Around 8% of responses, again, said that funding was a top priority for long-term action. One of the most common questions asked in the responses to the consultation was “how will this be funded?”. Many respondents noted that the success of education reform is reliant on sufficient, long-term funding for the staff and resources that will be needed to successfully deliver the proposed changes. Many respondents were concerned that funding will be insufficient given, what they perceive as, continually decreasing school budgets.

“Continued funding - this must be sustainable. Schools budgets have shrunk so much since the introduction of CfE and this is having a massive impact on attainment. We have larger classes, less support and limited resources. How can any meaningful changes be made and sustained if the money runs out?” – High school teachers and support staff (group response)

“The adequate, sustained funding needs to be put in place and it needs to be transparent. I feel this is a long term priority as it needs to be a long term commitment.” – Depute head teacher

Respondents identified particular areas in need of additional funding. The recruitment of more teachers and support staff was mentioned by many respondents as a key priority for funding. This included staff to support pupils with ASN and subject specialist teachers. Respondents stressed that more teachers are needed to reduce class sizes and workload. Many respondents also specifically mentioned funding for digital infrastructure and for learning and development opportunities for teachers and support staff.

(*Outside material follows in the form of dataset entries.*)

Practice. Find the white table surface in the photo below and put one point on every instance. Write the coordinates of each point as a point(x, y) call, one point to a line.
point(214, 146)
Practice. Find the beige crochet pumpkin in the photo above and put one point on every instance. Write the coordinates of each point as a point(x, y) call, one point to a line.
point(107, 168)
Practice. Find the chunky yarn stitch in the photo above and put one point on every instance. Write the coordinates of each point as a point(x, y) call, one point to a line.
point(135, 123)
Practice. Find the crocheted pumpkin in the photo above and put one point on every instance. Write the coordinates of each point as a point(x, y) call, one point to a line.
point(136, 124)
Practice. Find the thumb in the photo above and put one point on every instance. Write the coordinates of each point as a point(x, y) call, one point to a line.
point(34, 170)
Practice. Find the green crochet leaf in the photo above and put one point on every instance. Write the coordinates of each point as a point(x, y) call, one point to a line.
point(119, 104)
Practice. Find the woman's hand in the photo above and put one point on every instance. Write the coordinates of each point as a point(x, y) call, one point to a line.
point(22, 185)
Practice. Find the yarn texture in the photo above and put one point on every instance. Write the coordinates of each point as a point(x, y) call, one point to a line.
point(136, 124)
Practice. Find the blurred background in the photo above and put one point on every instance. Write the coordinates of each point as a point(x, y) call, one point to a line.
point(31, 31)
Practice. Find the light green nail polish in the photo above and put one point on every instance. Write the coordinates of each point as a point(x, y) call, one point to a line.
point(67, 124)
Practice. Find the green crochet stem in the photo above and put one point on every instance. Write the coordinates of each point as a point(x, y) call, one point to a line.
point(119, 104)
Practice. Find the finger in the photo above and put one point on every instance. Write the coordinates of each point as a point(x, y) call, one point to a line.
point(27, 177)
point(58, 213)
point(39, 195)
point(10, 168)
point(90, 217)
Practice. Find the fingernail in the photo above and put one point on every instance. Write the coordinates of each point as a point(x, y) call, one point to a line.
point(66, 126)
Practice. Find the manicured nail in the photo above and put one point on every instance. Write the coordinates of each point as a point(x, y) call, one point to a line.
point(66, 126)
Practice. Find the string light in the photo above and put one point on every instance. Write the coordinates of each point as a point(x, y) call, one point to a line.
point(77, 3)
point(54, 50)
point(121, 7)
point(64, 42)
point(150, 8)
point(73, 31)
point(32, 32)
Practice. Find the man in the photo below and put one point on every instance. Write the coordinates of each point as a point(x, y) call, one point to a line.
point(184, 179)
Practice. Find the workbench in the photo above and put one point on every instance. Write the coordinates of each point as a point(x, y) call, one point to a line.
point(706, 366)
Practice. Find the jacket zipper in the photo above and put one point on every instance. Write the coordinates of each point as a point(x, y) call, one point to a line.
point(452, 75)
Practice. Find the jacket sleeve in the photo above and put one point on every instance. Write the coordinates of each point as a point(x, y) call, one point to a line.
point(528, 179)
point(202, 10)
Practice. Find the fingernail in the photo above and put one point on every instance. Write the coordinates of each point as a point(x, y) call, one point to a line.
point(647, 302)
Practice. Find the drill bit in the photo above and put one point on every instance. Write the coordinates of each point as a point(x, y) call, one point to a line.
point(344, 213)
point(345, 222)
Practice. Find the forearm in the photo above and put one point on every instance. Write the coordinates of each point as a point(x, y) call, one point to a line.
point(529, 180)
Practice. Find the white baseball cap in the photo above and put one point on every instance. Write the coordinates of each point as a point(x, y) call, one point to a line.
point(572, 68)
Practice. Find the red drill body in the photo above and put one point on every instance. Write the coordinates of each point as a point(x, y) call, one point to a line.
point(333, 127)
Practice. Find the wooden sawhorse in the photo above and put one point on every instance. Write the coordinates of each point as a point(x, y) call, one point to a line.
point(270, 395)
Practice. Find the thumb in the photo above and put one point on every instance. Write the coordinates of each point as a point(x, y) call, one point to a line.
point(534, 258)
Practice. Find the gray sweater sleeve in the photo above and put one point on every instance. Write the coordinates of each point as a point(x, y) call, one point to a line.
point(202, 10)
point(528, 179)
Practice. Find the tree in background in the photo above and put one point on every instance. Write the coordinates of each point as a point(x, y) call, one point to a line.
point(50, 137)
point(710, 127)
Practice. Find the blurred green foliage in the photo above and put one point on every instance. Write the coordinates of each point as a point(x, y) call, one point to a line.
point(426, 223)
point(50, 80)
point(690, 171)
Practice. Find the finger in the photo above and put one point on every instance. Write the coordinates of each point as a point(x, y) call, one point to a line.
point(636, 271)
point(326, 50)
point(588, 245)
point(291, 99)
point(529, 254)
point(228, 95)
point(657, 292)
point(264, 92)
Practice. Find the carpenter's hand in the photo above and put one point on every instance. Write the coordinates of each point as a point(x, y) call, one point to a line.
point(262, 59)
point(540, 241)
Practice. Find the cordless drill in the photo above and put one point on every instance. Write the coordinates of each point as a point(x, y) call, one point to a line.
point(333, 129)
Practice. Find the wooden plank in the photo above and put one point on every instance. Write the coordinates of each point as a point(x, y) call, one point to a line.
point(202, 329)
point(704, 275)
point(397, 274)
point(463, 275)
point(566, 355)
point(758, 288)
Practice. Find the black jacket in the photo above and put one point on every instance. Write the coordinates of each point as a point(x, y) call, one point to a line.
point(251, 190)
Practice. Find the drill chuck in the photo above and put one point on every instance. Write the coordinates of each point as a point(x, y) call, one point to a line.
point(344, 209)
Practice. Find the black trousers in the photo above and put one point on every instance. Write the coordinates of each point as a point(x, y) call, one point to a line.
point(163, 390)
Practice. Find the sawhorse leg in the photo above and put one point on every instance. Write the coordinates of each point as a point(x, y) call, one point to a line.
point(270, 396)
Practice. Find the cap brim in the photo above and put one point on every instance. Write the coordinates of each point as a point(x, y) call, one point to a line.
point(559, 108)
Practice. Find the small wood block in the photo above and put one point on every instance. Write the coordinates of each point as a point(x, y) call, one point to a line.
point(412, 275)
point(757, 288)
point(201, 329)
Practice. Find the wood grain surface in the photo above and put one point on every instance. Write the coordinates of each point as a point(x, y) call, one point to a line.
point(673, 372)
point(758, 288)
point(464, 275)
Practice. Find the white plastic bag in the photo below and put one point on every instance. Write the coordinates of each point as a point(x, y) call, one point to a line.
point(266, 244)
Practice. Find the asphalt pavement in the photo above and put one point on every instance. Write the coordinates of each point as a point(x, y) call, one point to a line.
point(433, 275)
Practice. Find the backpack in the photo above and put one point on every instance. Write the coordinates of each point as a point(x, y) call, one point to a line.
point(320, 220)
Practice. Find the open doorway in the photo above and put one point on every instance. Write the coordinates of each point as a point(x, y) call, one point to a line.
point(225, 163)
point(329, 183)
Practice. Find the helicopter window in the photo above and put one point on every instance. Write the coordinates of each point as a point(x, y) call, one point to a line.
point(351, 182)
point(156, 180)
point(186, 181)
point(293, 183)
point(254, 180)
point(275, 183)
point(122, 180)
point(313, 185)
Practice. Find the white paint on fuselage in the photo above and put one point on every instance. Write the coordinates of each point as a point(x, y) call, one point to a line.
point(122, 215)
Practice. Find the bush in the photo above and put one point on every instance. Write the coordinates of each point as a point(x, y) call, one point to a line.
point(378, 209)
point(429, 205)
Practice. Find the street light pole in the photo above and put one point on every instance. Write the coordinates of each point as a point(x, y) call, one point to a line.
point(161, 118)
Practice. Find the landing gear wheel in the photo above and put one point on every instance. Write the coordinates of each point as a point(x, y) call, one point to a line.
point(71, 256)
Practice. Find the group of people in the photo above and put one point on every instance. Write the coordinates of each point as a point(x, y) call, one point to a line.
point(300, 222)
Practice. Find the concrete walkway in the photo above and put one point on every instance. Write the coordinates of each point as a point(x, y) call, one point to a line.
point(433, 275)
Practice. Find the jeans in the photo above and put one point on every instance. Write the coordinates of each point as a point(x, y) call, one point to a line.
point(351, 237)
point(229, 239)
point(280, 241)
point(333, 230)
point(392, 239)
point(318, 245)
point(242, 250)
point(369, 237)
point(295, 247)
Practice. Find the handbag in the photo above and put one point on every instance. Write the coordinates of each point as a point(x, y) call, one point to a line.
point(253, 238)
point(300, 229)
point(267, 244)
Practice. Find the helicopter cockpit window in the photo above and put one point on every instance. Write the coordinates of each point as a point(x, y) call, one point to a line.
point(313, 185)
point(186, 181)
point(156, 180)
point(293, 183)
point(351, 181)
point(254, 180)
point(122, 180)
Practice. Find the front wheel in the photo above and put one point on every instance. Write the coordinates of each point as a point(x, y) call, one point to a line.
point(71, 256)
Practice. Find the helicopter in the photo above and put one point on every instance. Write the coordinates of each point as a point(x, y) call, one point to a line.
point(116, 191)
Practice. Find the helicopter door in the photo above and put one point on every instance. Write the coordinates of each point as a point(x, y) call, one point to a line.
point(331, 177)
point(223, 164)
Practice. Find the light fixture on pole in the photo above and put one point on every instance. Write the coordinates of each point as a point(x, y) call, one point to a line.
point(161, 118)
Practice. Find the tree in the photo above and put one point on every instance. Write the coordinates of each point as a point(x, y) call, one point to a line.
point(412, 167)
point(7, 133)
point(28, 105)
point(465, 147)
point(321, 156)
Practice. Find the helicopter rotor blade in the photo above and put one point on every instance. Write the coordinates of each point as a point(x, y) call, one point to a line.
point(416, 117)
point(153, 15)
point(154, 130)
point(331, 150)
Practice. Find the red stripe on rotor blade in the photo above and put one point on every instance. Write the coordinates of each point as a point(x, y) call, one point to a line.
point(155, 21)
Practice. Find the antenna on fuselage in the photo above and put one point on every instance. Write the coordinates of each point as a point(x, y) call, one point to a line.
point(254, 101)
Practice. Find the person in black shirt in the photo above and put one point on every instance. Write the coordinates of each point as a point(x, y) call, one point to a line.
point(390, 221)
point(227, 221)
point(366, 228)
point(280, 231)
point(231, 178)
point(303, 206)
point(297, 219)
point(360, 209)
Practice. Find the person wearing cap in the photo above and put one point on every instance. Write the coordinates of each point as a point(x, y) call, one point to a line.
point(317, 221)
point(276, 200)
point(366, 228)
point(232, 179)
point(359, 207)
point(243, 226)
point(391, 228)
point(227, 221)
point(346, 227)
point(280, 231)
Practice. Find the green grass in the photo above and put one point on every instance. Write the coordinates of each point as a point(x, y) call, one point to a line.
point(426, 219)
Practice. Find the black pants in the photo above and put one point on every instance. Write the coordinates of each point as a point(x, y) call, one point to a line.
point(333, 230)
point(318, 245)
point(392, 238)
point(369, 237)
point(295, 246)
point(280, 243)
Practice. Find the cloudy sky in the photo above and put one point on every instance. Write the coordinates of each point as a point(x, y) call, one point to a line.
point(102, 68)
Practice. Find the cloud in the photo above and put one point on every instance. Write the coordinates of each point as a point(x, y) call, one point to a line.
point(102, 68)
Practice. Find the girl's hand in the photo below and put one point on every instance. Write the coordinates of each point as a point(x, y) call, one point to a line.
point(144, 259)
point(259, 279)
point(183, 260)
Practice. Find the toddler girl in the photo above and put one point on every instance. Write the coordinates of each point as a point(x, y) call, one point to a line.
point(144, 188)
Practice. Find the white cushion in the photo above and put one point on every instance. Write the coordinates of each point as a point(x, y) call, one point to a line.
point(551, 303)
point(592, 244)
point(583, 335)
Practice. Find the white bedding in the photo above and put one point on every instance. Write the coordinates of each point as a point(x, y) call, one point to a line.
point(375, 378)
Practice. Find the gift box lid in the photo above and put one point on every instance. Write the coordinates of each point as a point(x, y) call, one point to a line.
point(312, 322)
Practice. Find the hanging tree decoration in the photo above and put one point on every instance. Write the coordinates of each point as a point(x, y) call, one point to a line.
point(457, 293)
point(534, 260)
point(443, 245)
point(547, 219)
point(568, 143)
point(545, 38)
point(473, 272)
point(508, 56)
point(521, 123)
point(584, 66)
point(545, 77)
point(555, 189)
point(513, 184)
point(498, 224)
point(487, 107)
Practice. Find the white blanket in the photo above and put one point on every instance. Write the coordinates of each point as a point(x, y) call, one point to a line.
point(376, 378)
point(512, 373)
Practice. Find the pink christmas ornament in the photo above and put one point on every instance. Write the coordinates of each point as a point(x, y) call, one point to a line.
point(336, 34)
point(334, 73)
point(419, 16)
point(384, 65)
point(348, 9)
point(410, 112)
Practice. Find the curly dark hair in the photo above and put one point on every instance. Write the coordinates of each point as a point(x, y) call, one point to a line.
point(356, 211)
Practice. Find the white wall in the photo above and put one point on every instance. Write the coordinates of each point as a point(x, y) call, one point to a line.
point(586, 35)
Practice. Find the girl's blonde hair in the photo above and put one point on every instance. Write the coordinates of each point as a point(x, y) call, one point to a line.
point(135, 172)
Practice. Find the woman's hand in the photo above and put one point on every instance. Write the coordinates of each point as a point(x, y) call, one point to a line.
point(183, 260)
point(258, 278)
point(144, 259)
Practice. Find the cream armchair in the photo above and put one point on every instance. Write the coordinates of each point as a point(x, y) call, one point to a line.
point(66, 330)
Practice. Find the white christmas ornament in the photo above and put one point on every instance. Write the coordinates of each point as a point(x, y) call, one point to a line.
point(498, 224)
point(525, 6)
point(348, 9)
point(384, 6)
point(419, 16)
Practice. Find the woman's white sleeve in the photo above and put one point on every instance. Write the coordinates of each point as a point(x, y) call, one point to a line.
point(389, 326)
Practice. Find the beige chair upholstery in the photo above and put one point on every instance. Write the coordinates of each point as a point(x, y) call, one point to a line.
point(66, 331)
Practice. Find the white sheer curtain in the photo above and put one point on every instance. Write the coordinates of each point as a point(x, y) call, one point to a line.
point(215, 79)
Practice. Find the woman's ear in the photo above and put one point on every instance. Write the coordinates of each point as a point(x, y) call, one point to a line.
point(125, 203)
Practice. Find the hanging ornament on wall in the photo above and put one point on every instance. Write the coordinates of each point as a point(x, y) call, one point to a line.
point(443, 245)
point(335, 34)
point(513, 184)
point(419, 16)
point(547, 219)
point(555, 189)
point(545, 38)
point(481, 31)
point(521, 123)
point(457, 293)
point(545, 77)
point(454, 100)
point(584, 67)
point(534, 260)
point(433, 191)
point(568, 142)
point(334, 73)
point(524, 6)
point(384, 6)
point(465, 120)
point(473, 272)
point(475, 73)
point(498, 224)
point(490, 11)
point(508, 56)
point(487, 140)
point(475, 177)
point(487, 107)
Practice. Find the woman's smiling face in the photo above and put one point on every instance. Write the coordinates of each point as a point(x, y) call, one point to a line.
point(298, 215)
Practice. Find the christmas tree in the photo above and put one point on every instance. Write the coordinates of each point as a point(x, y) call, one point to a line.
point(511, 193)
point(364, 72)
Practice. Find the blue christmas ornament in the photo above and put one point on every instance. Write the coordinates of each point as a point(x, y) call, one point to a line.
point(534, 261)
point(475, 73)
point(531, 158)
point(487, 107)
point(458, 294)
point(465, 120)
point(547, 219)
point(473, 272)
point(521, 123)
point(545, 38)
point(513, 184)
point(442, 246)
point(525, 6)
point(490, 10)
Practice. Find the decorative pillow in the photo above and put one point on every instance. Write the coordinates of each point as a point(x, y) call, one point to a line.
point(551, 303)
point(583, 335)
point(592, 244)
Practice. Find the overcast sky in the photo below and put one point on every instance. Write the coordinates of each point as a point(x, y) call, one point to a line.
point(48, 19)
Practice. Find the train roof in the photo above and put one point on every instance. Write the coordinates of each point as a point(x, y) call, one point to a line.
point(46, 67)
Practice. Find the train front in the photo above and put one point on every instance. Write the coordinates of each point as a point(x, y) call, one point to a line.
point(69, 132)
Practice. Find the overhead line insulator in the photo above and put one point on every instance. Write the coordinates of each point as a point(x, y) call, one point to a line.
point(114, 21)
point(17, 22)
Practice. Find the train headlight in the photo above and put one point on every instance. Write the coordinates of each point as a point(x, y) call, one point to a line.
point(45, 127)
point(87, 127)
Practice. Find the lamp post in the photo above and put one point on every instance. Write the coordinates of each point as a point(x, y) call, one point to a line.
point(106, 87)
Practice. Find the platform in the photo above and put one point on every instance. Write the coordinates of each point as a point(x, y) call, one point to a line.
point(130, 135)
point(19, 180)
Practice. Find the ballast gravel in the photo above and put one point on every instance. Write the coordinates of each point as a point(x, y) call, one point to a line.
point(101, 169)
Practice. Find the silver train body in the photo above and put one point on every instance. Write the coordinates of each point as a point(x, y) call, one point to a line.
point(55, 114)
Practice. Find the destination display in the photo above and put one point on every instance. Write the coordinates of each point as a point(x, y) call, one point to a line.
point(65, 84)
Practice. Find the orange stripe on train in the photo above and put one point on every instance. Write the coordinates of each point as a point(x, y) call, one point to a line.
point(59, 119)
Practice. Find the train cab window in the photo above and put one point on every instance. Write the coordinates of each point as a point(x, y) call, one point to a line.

“Sustained funding for more general staffing and specialist support. Unless the government follow through on their funding promises, the needs of our learners cannot be adequately met. Class sizes are getting bigger and support is being reduced.” - Primary school teacher

Other long-term priorities

A range of other long-term priorities were identified in fewer numbers. This included:

  • Learning and development – Around 6% of responses said that learning and development will be a long-term priority. This was largely in relation to the implementation and delivery of the new curriculum and understanding the new assessment and qualification process. Other specific areas included mental health and wellbeing, digital skills and ASN.
  • Digital skills and infrastructure – Around 6% of responses said that investment in the digital infrastructure and training was needed to support both teachers and pupils, particularly in relation to digital profiles and digital assessment.
  • Engagement with employers and Further and Higher Education – Around 6% of responses said a key priority would be engaging with employers, colleges, and universities to ensure that they understand the new forms of qualifications and assessment. They said that this should include consultation with these stakeholders during the development of the new approach to ensure that the new qualifications will meet entry requirements and will not put Scottish school leavers at a disadvantage.
  • Teacher workload – Around 5% of responses said that reducing teacher workload should be a long-term goal. There were concerns that internal assessment methods will increase teacher workload. Respondents stressed that they are already struggling balancing contact time with lesson planning, marking, and learning and development.